Weaponized Diamonds, UFOs, and Neck-Biters: More Fantastical Story Arcs From Soap Operas

Whatever you may believe about soap operas is probably… accurate. They’re dated, interminable, look inexpensively made; they repeat storylines and often perpetuate dated stereotypes about what “family” is supposed to look like. But the soap opera is also an incredible, unique form of storytelling that has endured since even before radio, sometimes pushing boundaries and featuring radical storylines; they’re constructed under enormous pressure (shows like General Hospital crank out five hours of entertainment per week with no reruns) and are often considered “boot camp” for young actors just starting out in the business.

And sometimes, they need a break from all of the “who’s the daddy” and “wedding of the decade” stories. Which is how we—and they—end up here: taking a slight breather from outlandish DNA tests and secret love triangles to enjoy some totally bonkers spec fic arcs sure to quicken the pulse of fantasy, science-fiction and horror fans everywhere.

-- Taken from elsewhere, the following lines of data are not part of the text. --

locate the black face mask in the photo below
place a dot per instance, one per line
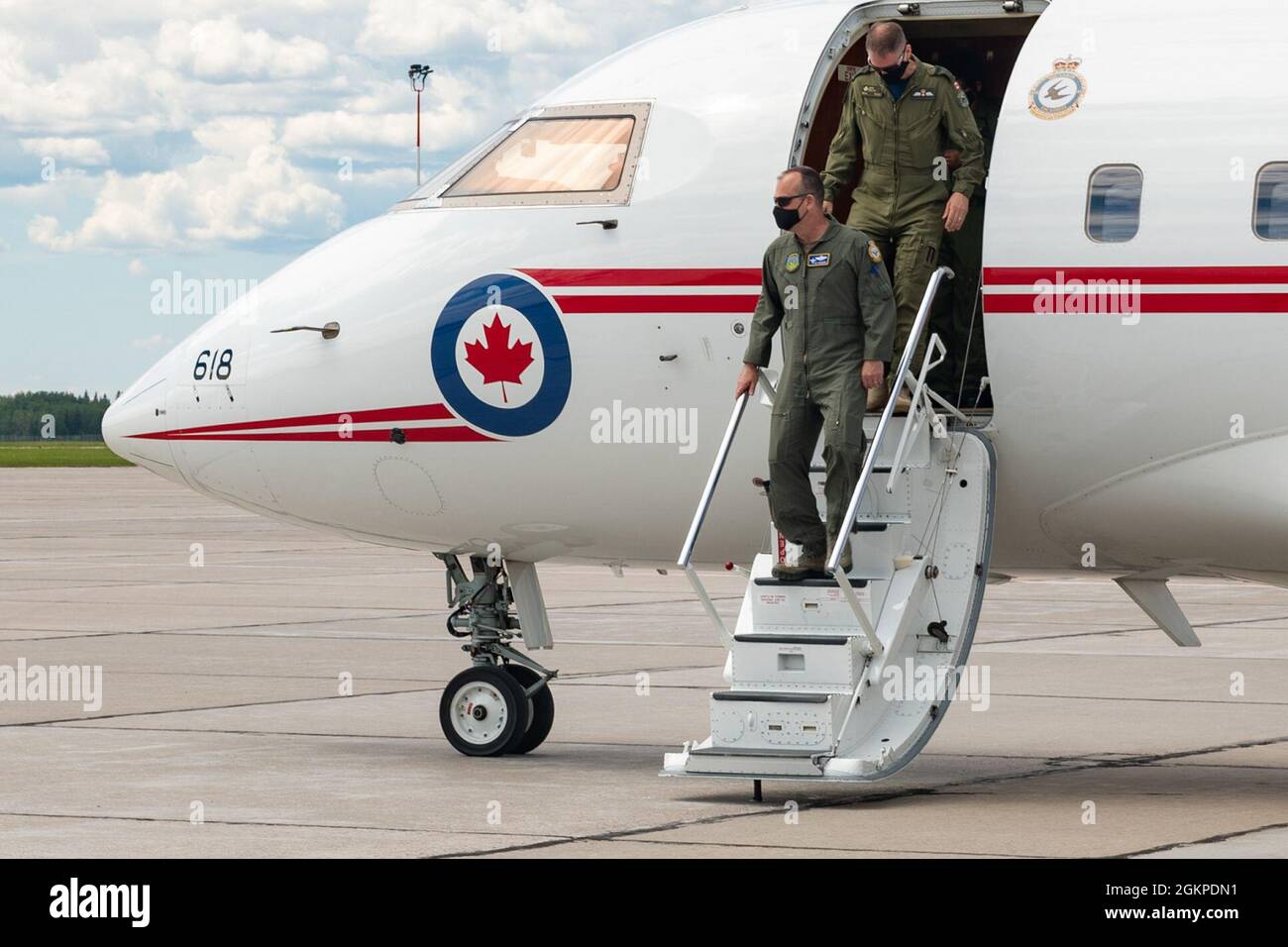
(786, 219)
(893, 72)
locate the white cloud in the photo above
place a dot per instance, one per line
(82, 151)
(250, 193)
(150, 342)
(494, 26)
(220, 50)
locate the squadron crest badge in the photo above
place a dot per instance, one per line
(1060, 91)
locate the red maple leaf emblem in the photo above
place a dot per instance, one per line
(494, 359)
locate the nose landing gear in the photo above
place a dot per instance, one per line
(502, 703)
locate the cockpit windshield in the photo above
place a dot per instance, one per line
(559, 155)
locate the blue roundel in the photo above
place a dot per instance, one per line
(519, 294)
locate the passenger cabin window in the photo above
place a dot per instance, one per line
(567, 155)
(1113, 202)
(1270, 213)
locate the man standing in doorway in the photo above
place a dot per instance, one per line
(903, 115)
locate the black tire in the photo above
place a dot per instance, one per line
(482, 710)
(541, 706)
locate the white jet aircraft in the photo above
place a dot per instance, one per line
(503, 368)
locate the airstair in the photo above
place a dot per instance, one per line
(846, 676)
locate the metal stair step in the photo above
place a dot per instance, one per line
(794, 639)
(771, 696)
(819, 582)
(785, 753)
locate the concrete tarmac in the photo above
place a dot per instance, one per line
(224, 728)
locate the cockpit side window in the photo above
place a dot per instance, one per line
(1113, 202)
(565, 155)
(1270, 211)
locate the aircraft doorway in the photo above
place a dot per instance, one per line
(980, 53)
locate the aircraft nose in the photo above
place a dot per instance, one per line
(134, 420)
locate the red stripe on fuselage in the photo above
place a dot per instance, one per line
(1043, 303)
(412, 412)
(720, 303)
(1155, 275)
(645, 277)
(445, 433)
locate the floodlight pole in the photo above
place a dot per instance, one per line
(417, 73)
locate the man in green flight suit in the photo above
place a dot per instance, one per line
(905, 115)
(958, 311)
(827, 287)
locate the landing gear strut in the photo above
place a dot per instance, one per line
(502, 703)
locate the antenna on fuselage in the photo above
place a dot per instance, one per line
(417, 75)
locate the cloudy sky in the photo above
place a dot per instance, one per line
(219, 140)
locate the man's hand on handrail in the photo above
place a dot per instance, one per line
(746, 380)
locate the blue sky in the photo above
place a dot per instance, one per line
(222, 138)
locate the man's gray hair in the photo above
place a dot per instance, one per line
(885, 38)
(811, 182)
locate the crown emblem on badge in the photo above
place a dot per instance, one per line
(1060, 91)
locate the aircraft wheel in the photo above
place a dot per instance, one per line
(541, 707)
(482, 711)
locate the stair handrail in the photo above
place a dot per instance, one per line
(699, 514)
(870, 459)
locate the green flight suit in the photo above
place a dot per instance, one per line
(836, 309)
(958, 311)
(900, 201)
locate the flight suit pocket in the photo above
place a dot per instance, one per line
(874, 132)
(919, 142)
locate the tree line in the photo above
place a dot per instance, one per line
(27, 414)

When soaps open themselves up to the genre universe, inserting their typically mundane characters into over-the-top tales filled with laser beams, time travel, and even super powers, it’s enough to give you whiplash of the best possible kind. We love the urban fantasy vibe of these tales, in which the ordinary lives alongside the impossible.

That’s why only one article about the fantastical story arcs of soap opera just wasn’t enough. It’ll never be enough. Because even as they shunt Days of Our Lives from broadcast to streaming (starting September 12), soap fans will continue to seek and find their favorite shows, always ready for more wild stories that draw us in, get us hooked, then beg us to tune in tomorrow. Here are five more unforgettable examples of soap opera’s best forays into fantasy…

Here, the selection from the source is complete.